Così, l’angelo e il demone continuavano a vedersi, sera dopo sera, e Aziraphale era sempre più sul filo del rasoio, cercando di mantenere un precario equilibrio tra desiderio e imbarazzo. Immancabilmente, quando Crowley tornava a casa e lo lasciava solo, le mani dell’angelo trovavano la strada verso il suo sesso, per appagare almeno in parte quella fame mai provata prima. E Crowley era il protagonista, il re di ogni suo pensiero. L’immaginazione di Aziraphale correva, immaginandoli mentre si baciavano, mentre il suo demone preferito dichiarava il suo amore per lui, per poi concludersi in pensieri indistinti in cui entrambi, nudi, si stringevano l’uno all’altro. Se da una parte non desiderava altro che le sue fantasie si avverassero, dall’altra era spaventato da se stesso, tanto da non riconoscersi quasi più: si sentiva schiavo di quelle passioni così poco opportune.
 
Crowley si era accorto che qualcosa era cambiato. Aziraphale negli ultimi giorni era stato teso come una corda di violino e sobbalzava ogni volta che si sfioravano per qualche motivo. Inoltre, per qualche strano motivo, c’era qualcosa di diverso anche nella libreria, che lui conosceva come le sue tasche da oltre duecento anni.

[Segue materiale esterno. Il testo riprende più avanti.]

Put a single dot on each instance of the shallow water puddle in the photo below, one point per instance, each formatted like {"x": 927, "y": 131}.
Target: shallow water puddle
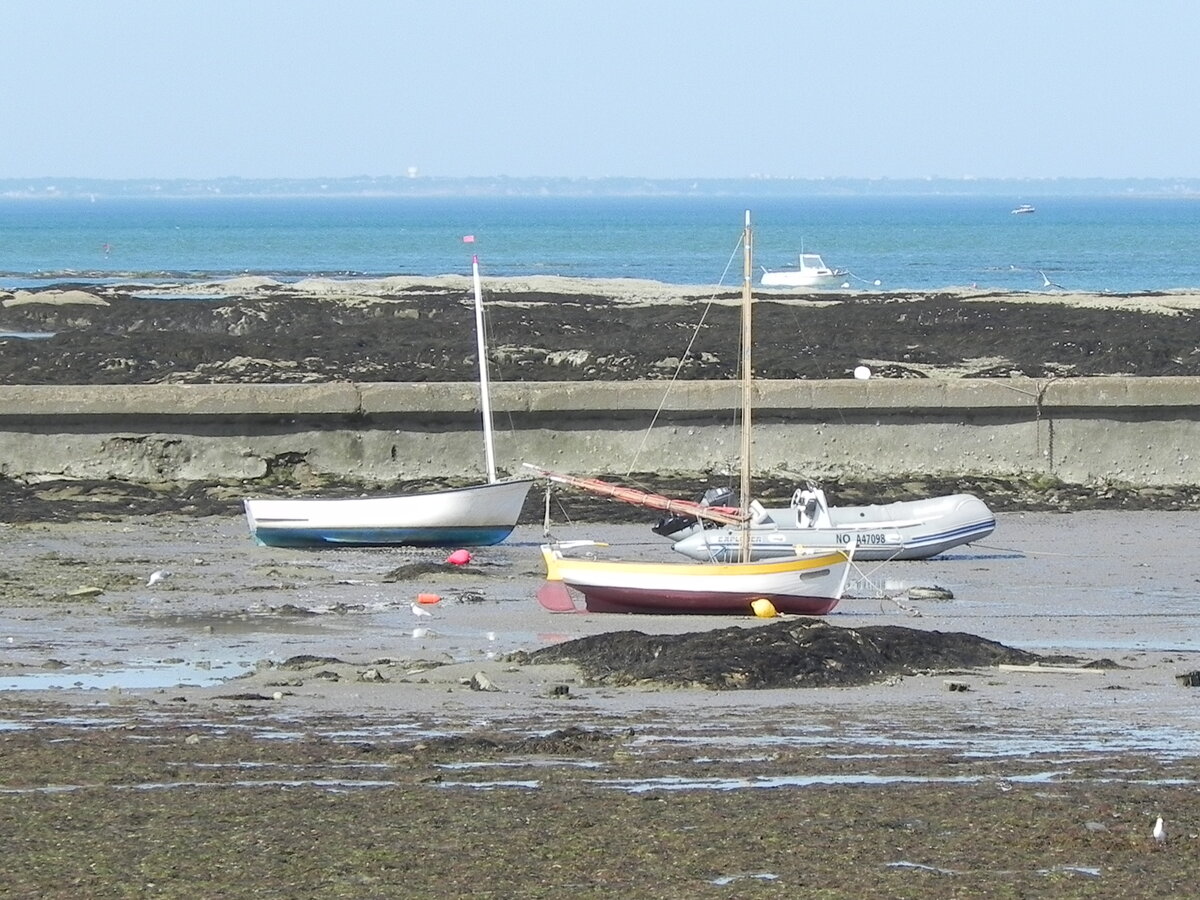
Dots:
{"x": 138, "y": 675}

Crowley stava ciondolando tra gli scaffali, fingendo di guardare qualcosa, mentre aspettava che Aziraphale si liberasse dell’ultimo cliente (che non accennava ad andare via, pur essendo passato l’orario di chiusura da un pezzo), e ad un certo punto si ritrovò ad “assaggiare” l’aria con la sua lingua da rettile. L’odore familiare di quel posto era cambiato, sottilmente ma inequivocabilmente.
 
Sesso.
C’è odore di sesso qui dentro.
 
Come era possibile, per Satana?
Lo invase una sensazione di disagio e di ansia. Riprovò più volte, tirando fuori la lingua, ma non poteva sbagliarsi. Sentiva odore di polvere e carta antica, quello degli orrendi the che Aziraphale si ostinava a proporgli, ma soprattutto quella leggera, fin troppo riconoscibile fragranza di vaniglia pregiata che emanava la pelle dell’angelo, mischiata a qualcosa di più muschiato e primordiale. Era sesso. Inconfondibile.
 
A breve avrebbe sentito l’odore del suo stesso panico se non si fosse dato una calmata. Non poteva essere che Aziraphale avesse fatto sesso con qualcuno. Aveva aspettato seimila anni, SEIMILA, per averlo. E ora lui lo faceva con qualcun altro? Non era possibile. Non poteva accettarlo. Ok, qualche mese prima, quando l’angelo aveva velatamente suggerito che la loro relazione sarebbe potuta cambiare lui lo aveva rifiutato, arrabbiato e ferito com’era, ma questo era un altro discorso! Il SUO angelo che faceva sesso con qualcuno che non era lui?
Era davvero troppo.
 
Chi era?
Quando lo vedeva?
Durante il giorno? Aziraphale aveva sempre chiuso la libreria quando aveva voglia di farlo, senza preoccuparsi troppo degli orari prestabiliti.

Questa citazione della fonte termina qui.